District nine congressional candidates weigh in on controversial proposals to bring back jobs

Congressional candidates in Virginia’s Ninth District are weighing in on some recent proposals to bring jobs back to the region that not all voters support. 

This U.S. House race is the second time incumbent Republican Rep. Morgan Griffith and Democrat Anthony Flaccavento are facing off. Flaccavento ran against Griffith in 2012 and lost. 

Both candidates agreed in interviews Monday that the economy is a top issue for their constituents. 

But a proposal to turn the abandoned Bristol Mall into a casino has many community members on edge, despite promises by developers to bring thousands of middle class jobs back to town. 

"I'm a little more leery of what a casino might do or bring, the kinds of jobs, the overall impact.
I'm not closed to it but I'm not thrilled about it,” Flaccavento said.

Rep. Griffith refused to give his opinion, pointing out that the Virginia General Assembly, not the federal government, will control the fate of the casino project that requires a change in state law to move forward. 

The winner of the November 6th election will have a hand in the fate of the CBD oil industry, though.  

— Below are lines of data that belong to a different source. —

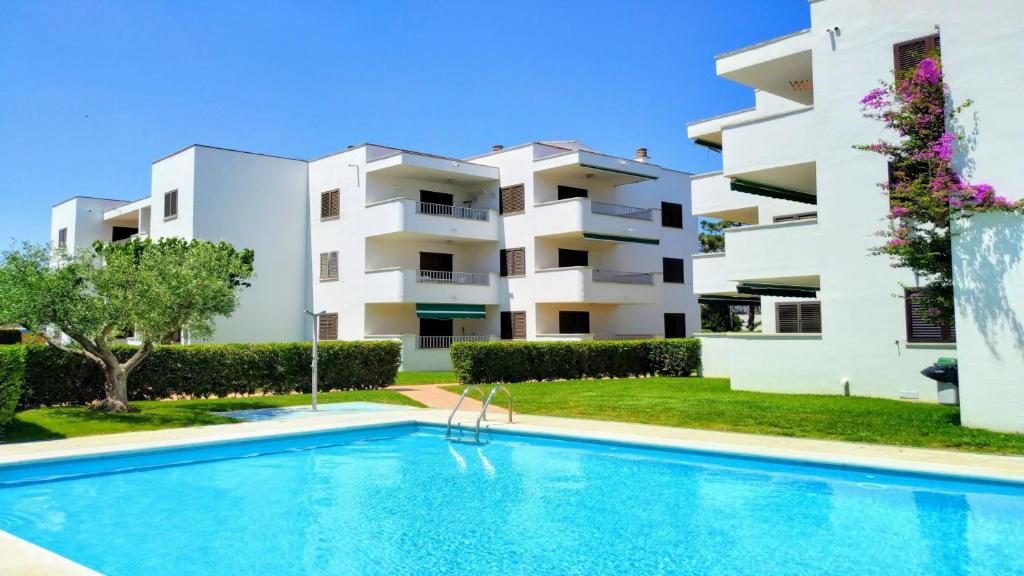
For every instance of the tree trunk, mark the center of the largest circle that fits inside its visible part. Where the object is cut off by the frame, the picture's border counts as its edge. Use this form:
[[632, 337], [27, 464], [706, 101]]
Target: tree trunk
[[116, 389]]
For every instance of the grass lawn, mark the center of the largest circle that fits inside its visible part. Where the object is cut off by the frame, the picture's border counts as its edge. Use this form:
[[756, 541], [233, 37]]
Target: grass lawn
[[709, 404], [426, 378], [48, 423]]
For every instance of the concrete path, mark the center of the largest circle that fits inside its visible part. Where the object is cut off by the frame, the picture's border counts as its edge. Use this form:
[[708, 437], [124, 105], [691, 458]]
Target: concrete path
[[434, 396]]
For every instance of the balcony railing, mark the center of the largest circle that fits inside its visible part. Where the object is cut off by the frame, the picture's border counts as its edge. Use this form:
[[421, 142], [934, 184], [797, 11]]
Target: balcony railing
[[454, 211], [464, 278], [620, 277], [621, 210], [445, 341]]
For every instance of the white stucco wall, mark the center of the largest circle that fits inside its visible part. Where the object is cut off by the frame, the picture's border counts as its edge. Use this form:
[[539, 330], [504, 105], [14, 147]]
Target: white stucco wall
[[988, 273]]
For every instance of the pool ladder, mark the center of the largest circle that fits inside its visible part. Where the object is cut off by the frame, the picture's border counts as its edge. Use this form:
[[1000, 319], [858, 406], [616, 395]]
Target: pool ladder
[[483, 410]]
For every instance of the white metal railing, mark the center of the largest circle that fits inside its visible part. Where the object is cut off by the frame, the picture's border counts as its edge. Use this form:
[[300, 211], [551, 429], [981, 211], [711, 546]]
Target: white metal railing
[[621, 210], [620, 277], [454, 211], [465, 278], [445, 341]]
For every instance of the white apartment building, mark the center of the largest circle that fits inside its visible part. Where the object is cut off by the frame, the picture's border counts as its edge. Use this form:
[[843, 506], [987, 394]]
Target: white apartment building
[[811, 206], [545, 241]]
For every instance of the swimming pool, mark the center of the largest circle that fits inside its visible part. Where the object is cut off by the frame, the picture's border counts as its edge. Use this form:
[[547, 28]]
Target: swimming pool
[[401, 500]]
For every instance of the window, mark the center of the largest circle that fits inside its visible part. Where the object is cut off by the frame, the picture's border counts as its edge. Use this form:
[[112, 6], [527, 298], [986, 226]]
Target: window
[[568, 258], [672, 271], [796, 217], [328, 327], [329, 265], [513, 326], [573, 322], [675, 325], [919, 329], [513, 199], [907, 55], [672, 214], [331, 204], [513, 261], [798, 318], [569, 192], [170, 204]]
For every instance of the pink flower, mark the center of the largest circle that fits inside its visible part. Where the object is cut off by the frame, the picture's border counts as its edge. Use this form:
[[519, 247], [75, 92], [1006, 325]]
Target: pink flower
[[928, 71], [876, 98], [944, 147]]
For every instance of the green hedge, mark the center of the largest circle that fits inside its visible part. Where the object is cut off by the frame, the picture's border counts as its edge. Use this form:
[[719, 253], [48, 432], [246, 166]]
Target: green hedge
[[521, 361], [11, 373], [54, 377]]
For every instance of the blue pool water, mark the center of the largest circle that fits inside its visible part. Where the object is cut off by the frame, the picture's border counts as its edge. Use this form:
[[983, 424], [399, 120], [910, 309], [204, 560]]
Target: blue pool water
[[401, 500], [294, 412]]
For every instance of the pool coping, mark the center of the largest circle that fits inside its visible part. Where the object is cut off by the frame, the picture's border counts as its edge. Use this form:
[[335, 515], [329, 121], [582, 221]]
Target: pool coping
[[19, 558]]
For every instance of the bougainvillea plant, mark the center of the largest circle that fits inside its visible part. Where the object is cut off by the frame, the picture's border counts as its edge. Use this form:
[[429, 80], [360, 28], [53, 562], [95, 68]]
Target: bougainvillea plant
[[925, 192]]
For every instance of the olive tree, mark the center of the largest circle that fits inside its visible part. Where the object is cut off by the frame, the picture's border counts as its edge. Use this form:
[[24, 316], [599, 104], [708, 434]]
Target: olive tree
[[92, 296]]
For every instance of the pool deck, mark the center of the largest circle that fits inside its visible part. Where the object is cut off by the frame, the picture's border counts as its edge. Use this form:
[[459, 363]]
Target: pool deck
[[18, 558]]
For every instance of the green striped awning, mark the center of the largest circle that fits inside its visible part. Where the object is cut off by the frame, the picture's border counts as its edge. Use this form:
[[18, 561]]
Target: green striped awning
[[768, 191], [451, 311], [792, 290], [613, 238]]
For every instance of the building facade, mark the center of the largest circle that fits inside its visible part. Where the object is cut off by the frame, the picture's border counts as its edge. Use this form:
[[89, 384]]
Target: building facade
[[834, 319], [545, 241]]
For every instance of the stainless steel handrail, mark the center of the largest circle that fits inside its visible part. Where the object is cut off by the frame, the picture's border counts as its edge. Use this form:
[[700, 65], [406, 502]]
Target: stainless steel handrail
[[486, 403], [448, 433]]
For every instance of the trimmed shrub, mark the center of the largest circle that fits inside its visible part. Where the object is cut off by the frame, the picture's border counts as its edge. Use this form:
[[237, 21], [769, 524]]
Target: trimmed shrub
[[53, 377], [521, 361], [11, 373]]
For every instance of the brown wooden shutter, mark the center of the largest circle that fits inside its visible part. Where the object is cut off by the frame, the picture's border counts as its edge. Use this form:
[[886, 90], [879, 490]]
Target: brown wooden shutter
[[329, 327], [919, 329], [329, 265], [513, 261], [518, 325], [330, 204], [798, 318], [810, 318], [786, 318], [907, 55], [513, 199]]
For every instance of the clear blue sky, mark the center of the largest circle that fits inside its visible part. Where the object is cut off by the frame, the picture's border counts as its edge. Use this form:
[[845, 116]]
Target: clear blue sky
[[92, 92]]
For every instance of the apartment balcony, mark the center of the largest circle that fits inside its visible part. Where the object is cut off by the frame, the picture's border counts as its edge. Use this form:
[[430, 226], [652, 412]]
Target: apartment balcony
[[412, 285], [710, 275], [590, 219], [780, 66], [787, 253], [584, 284], [411, 218]]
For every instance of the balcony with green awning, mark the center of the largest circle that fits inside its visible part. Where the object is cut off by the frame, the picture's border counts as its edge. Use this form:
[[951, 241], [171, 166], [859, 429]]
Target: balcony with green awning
[[451, 311]]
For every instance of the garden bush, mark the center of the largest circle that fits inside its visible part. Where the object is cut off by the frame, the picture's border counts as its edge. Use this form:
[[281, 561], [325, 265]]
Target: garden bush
[[52, 377], [11, 373], [521, 361]]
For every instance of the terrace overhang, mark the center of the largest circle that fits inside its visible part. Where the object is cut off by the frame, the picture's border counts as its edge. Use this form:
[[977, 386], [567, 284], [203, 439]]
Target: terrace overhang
[[590, 165], [431, 168]]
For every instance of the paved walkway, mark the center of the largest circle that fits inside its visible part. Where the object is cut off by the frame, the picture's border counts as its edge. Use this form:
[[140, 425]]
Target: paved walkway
[[434, 396]]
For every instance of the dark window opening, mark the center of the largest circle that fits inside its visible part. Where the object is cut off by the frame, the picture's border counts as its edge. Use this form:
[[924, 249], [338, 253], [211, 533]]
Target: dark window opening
[[513, 325], [672, 214], [675, 325], [673, 271], [567, 258], [565, 192]]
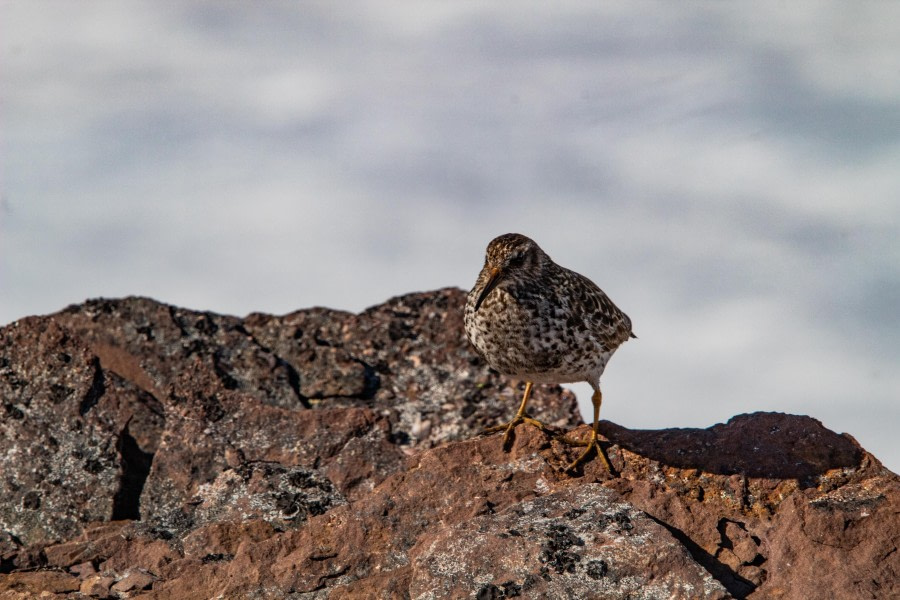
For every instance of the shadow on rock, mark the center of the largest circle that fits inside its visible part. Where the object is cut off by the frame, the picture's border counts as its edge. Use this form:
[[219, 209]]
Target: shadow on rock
[[771, 445]]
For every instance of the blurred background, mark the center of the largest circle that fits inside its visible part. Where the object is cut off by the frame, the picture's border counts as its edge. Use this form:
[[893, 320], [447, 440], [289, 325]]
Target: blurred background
[[729, 173]]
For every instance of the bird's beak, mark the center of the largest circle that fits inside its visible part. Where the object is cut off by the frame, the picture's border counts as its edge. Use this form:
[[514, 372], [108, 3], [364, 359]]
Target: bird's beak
[[491, 284]]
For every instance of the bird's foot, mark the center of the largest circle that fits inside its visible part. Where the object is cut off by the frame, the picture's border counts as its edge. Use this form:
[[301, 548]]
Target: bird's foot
[[592, 444], [508, 428]]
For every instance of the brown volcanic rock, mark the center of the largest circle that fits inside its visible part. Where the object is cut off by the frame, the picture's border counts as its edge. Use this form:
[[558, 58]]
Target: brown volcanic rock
[[317, 455], [66, 429]]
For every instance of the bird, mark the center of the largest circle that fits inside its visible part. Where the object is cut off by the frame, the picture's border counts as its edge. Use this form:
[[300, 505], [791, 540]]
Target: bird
[[537, 321]]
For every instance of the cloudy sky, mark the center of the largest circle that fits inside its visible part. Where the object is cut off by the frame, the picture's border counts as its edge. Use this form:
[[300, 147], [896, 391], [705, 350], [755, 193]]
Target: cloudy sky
[[729, 173]]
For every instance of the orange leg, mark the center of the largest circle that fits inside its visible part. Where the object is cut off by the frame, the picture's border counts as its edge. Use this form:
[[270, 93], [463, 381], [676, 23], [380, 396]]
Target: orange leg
[[520, 417], [592, 444]]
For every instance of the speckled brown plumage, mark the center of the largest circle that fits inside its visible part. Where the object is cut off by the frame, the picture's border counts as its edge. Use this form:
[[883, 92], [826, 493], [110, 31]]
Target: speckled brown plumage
[[532, 319]]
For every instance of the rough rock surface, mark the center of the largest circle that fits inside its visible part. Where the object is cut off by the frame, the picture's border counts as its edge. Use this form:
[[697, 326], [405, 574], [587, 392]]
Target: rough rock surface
[[148, 451]]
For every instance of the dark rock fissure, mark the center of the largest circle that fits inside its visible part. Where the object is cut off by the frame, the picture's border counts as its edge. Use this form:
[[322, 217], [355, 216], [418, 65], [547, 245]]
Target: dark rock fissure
[[135, 468], [95, 392], [736, 585]]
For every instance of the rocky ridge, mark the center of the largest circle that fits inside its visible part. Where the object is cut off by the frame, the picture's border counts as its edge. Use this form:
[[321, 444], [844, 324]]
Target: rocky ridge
[[150, 451]]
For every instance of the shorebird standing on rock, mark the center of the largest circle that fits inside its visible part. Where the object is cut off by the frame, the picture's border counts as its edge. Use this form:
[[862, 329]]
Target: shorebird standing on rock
[[530, 318]]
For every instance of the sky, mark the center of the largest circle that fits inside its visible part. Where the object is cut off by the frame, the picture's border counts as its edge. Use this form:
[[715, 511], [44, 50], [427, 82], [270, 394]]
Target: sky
[[729, 173]]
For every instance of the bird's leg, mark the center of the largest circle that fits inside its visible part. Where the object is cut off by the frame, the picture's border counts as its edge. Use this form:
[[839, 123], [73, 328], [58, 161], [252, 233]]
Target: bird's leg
[[520, 417], [596, 399]]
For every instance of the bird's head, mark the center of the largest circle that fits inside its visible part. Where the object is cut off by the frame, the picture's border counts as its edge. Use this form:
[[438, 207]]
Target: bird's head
[[510, 256]]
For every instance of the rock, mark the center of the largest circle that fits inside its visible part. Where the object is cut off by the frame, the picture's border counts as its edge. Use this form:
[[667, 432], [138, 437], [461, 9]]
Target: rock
[[133, 581], [156, 452], [97, 586], [36, 583], [64, 435], [577, 543]]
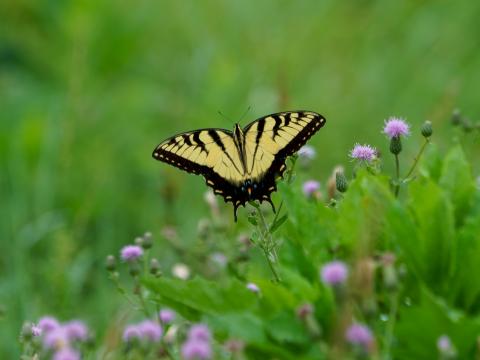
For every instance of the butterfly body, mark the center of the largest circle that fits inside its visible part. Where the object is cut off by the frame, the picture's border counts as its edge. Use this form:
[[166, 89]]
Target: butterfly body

Federal decisions on how the drug is classified could affect its expansion locally. 

There are currently several CBD oil producers looking to set up shop in Virginia, including Dharma Pharmaceuticals, which was recently granted conditional approval from the Virginia Board of Pharmacy to open a location in the Bristol Mall. 

Flaccavento was enthusiastic about this idea that he said could bring jobs to the area. "The cannabis extraction processing is a great idea. I'd love to see it in the Bristol Mall because that's a lot of unused space."

"It has some real benefits based on some of the things that we've seen. Congress needs to
insist that we do more research so that we can get real clear data on what it does good,” Rep. Griffith said. 

Both candidates believe an expansion of CBD oil production has potential to help curb the opioid epidemic ravaging their district. 

“"I think it will create alternatives to opioids that are nowhere near so addictive and probably not
addictive at all,” Flaccavento said. 

"Marijuana has some downsides but not nearly as bad as some other things that we use,” Rep. Griffith echoed.